Activism is a Gamble
Talking about diversity of tactics

Talking about diversity of tactics
“Diversity of Tactics" is almost a Cliché of anticapitalist activist ideology of the 90s and 00s wave that I grew up in. There’s a lot that has been written about it in general, but I thought it would be worth talking about it in a different way to the usually moralistic case of “we are justified to do what our conscience directs us to do against the law” or the civil-rights pragmatic theory of change case that says “we should have liberal groups and radical groups to make sure that the institutional elites understand they have to work with the liberals to keep their heads attached and their necks unbothered by the proles". I’m not that much of a believer that moralism can usefully direct how we practically implement liberation efforts, and the civil rights theory of change very clearly embeds in it an understanding that we can and will only ever replicate more liberal models of the existing oppressive regime.
Instead I’m going to talk about our efforts to change the course of the future as a process of making bets and learning from them.
We live in a universe of uncertainty. If the existing systems that govern human life were fixed we would give up any attempt to change them (and a lot of effort is put into persuading us that there isn’t much we can do about them!) If our success were as guaranteed as those Immortal Scientists of Marxism would tell us they are, the powers that be have the institutional wherewithal to come to that understanding and make an effort to ensure that their futures in the inevitable post-revolutionary society are as favourable as possible.

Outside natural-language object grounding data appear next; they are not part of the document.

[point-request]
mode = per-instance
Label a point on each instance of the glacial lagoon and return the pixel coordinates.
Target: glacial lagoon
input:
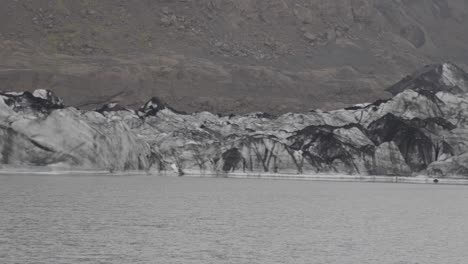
(154, 219)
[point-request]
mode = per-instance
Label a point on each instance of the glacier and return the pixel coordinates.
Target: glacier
(421, 130)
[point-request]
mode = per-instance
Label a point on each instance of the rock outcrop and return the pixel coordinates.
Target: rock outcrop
(422, 130)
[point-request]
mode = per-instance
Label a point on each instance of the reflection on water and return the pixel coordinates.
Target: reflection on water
(144, 219)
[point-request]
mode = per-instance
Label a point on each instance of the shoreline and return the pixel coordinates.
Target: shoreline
(336, 178)
(259, 176)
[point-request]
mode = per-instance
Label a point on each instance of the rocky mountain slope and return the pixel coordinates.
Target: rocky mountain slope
(421, 130)
(225, 55)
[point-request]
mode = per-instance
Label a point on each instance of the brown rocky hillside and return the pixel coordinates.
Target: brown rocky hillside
(225, 55)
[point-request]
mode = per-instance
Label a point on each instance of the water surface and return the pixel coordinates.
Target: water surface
(151, 219)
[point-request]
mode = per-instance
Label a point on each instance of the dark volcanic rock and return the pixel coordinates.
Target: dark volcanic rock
(415, 146)
(421, 130)
(445, 77)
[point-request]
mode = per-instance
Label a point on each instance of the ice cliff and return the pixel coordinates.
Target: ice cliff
(421, 130)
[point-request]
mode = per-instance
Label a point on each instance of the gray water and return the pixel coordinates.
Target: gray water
(151, 219)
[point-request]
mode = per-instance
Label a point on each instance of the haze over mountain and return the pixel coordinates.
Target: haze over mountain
(225, 55)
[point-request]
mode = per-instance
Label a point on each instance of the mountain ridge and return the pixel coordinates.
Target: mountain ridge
(225, 56)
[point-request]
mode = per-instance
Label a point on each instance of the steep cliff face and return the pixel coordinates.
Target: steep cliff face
(251, 55)
(422, 129)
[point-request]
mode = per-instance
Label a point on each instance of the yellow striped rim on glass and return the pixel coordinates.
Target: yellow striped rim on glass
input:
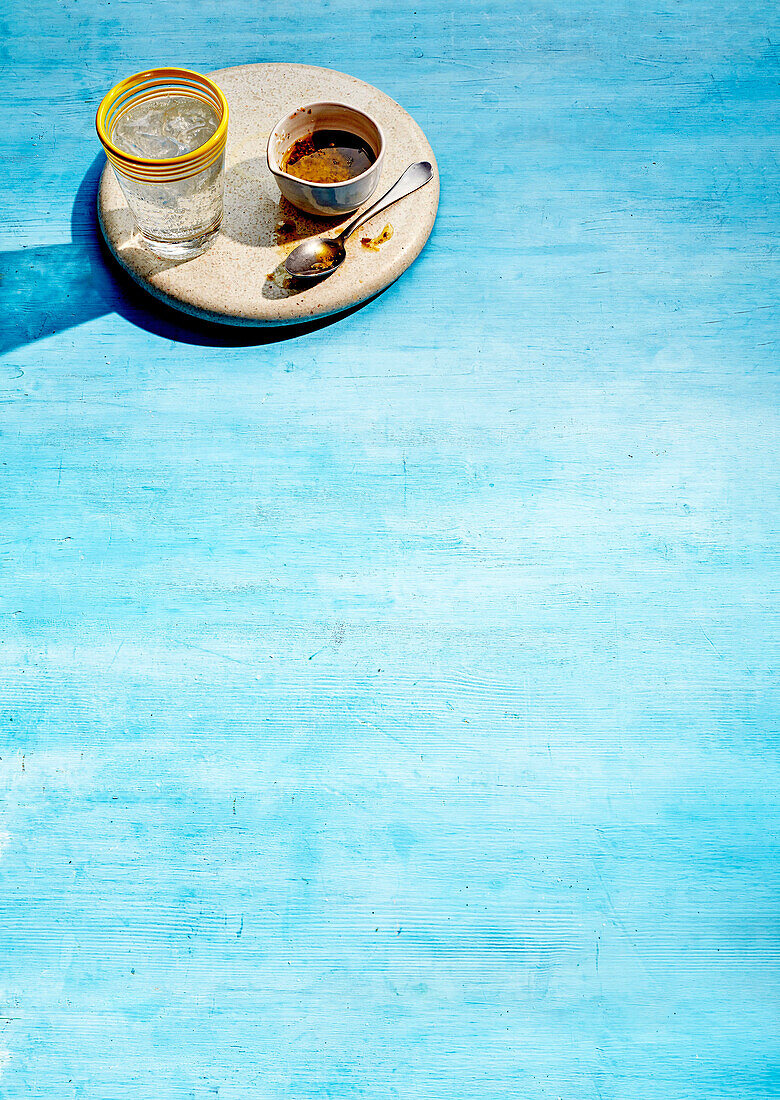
(176, 201)
(154, 84)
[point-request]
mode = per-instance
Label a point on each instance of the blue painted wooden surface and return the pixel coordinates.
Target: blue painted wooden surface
(387, 707)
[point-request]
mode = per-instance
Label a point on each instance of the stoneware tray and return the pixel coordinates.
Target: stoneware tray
(240, 279)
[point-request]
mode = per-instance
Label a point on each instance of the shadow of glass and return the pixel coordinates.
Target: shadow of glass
(254, 219)
(52, 288)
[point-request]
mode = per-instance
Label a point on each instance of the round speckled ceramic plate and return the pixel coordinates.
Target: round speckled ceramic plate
(240, 279)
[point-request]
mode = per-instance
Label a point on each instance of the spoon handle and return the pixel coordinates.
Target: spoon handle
(415, 176)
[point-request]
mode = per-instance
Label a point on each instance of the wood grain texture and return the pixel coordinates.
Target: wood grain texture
(390, 711)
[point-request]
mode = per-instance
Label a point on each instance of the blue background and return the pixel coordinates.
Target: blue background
(387, 707)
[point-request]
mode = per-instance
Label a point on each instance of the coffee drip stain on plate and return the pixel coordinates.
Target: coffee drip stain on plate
(373, 243)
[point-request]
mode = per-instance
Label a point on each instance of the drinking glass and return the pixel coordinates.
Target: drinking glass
(164, 132)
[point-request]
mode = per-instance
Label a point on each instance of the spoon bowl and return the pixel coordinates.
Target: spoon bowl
(321, 255)
(316, 257)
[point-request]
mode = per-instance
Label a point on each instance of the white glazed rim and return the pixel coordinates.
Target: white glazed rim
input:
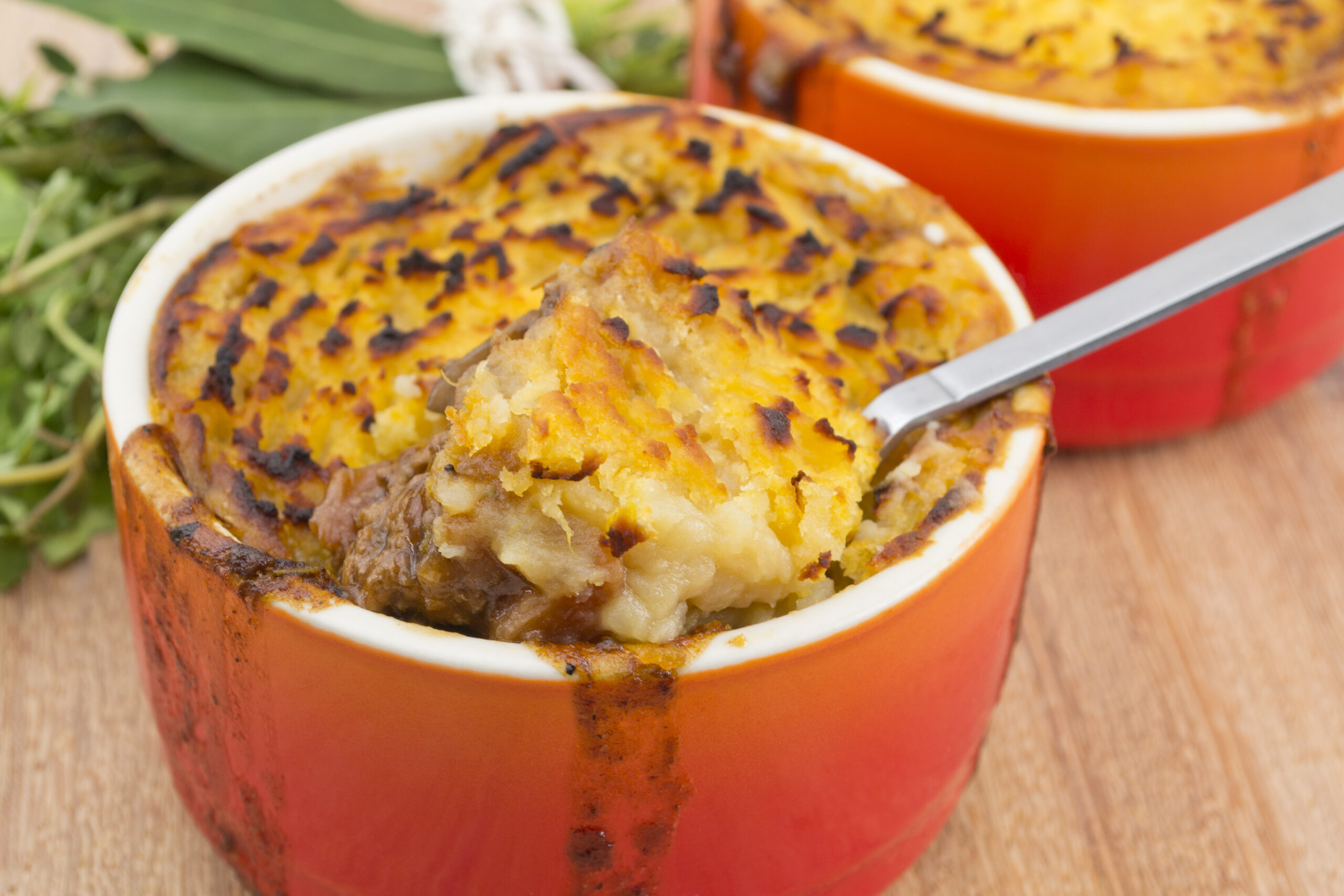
(1208, 121)
(417, 140)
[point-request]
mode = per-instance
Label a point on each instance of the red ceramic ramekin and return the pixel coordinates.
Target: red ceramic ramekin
(326, 750)
(1073, 199)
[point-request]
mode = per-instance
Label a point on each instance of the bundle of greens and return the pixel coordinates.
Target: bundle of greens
(90, 183)
(81, 202)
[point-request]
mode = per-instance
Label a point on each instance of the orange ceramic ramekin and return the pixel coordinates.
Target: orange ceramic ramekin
(326, 750)
(1073, 199)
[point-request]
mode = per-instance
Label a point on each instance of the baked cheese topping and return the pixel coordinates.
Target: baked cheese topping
(1105, 53)
(676, 440)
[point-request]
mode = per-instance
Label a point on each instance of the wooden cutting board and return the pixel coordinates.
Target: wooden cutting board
(1172, 719)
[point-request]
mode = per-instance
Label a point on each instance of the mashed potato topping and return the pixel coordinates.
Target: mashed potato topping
(674, 442)
(1098, 53)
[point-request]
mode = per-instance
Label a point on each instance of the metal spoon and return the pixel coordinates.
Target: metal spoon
(1238, 251)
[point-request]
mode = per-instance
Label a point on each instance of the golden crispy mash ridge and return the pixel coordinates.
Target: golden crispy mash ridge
(762, 299)
(1101, 53)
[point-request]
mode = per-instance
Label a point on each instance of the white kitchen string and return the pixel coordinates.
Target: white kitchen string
(507, 46)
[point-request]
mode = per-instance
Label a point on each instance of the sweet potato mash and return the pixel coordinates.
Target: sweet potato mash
(1096, 53)
(674, 441)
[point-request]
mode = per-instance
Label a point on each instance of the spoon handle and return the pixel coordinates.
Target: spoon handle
(1238, 251)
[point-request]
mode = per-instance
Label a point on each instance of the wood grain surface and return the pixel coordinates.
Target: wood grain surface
(1172, 719)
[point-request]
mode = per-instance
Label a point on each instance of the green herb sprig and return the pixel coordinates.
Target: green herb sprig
(81, 202)
(89, 184)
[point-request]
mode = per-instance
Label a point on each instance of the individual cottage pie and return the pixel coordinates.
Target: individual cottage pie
(1090, 53)
(651, 333)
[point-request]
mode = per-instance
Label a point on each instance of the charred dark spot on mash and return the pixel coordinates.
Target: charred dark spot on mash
(760, 217)
(393, 208)
(332, 342)
(392, 340)
(494, 250)
(816, 568)
(529, 155)
(800, 250)
(1126, 50)
(300, 308)
(839, 208)
(772, 313)
(287, 464)
(299, 515)
(318, 250)
(862, 268)
(416, 262)
(455, 281)
(248, 500)
(963, 493)
(824, 428)
(589, 468)
(857, 336)
(736, 183)
(609, 202)
(774, 426)
(573, 123)
(797, 479)
(683, 268)
(261, 293)
(498, 141)
(623, 536)
(219, 376)
(188, 282)
(929, 299)
(697, 151)
(705, 300)
(563, 237)
(253, 571)
(269, 248)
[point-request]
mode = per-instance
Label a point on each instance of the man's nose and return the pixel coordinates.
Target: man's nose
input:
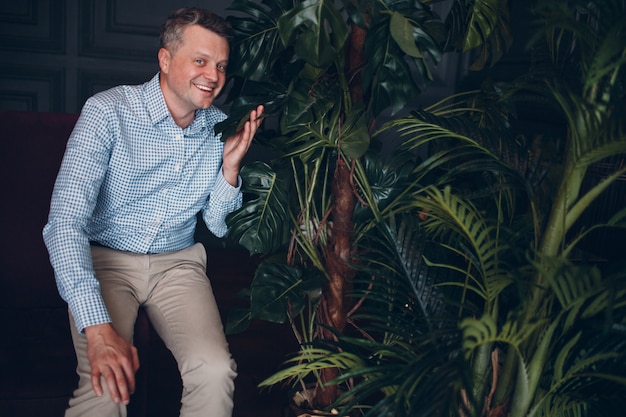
(210, 73)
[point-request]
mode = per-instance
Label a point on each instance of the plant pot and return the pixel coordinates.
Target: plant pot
(300, 404)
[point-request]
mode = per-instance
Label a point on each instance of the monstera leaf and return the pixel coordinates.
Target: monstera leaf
(277, 293)
(262, 224)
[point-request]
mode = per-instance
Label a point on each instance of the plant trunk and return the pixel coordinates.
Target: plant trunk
(333, 307)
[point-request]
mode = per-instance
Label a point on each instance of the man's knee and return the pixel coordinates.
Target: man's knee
(209, 370)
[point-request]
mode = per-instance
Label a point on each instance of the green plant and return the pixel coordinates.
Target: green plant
(495, 303)
(326, 71)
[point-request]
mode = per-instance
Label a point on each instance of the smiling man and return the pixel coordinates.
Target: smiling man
(141, 162)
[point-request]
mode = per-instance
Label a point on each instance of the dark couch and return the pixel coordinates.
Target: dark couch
(36, 354)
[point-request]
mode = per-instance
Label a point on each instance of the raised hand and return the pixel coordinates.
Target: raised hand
(236, 146)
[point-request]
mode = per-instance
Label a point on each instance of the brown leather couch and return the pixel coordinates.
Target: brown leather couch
(36, 354)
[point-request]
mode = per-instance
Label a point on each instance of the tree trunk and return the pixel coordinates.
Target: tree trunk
(333, 307)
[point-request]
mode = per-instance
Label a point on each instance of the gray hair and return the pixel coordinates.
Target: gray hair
(172, 28)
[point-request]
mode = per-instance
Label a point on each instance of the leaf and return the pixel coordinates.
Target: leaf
(279, 291)
(262, 224)
(480, 24)
(316, 29)
(402, 32)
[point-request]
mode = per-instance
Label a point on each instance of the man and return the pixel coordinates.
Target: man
(141, 162)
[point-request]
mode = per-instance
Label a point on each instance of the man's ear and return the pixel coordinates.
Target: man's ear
(164, 60)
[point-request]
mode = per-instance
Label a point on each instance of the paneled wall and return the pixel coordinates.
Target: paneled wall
(54, 54)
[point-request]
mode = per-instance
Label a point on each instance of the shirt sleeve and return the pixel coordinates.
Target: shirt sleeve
(223, 200)
(73, 200)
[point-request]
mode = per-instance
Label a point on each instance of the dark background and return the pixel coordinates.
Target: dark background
(54, 54)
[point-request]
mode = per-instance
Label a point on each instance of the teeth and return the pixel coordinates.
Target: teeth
(204, 88)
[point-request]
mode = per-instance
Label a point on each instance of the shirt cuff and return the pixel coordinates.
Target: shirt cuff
(89, 311)
(222, 189)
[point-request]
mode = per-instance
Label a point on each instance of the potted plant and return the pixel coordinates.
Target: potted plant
(327, 72)
(493, 298)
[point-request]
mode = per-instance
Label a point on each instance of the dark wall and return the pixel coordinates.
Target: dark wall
(54, 54)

But no such certainty exists. We hope we can change things. The ruling class, oppressive organisations around the world all hope they can maintain them. We are each betting that the other side are wrong and we can not be sure at all! Human society is incomprehensibly complex and has undergone many revolutions and as many long periods of stagnation in between. The Complex Systems Theorists would have it that these systems are incomputably complex and shifting between temporary optimal minima, and that this complexity itself is a matter that tips the scales in our favour, and yet at the same time, maybe they’re wrong! Complex Systems are by their nature unreasonably complex and the only thing we know is that human society is definitely complex.
So to cut a lot of waffle here short, my argument here is that from a human liberation perspective, we benefit from making lots of low stakes bets here. We don’t want to just try to theorise how to win. We do want to theorise, but we shouldn’t trust it without seeing results! What we really need, what scales best, is for many different groups to apply their local, particular knowledge and experience and to have them all trying what they think is best. Effective strategies for liberation will be successful. Ineffective ones maybe less so. Complementary strategies will emerge from groups realising connections between needs. We need dun-dun-dun:
Diversity of Tactics!
There are a few things we need, not quite as additions to this but as conditions for this wider effort to be effective. We need for most bets to be safe enough to lose that they don’t wipe the gamblers making them right out when they lose. Most things anyone believes about the world are wrong and surviving being wrong is how you learn to be right.
We also need to maintain our activist history well enough that we are able to build longer term models with information that outlasts a few generations of activist burnout in order to break through more deeply ingrained minima.
The other thing we need is good communication, sympathy, mutual aid, kindness and solidarity between people trying out different things with the same aims. That’s how when something works we learn from others and when it doesn’t work we spread the costs and mitigate burn out.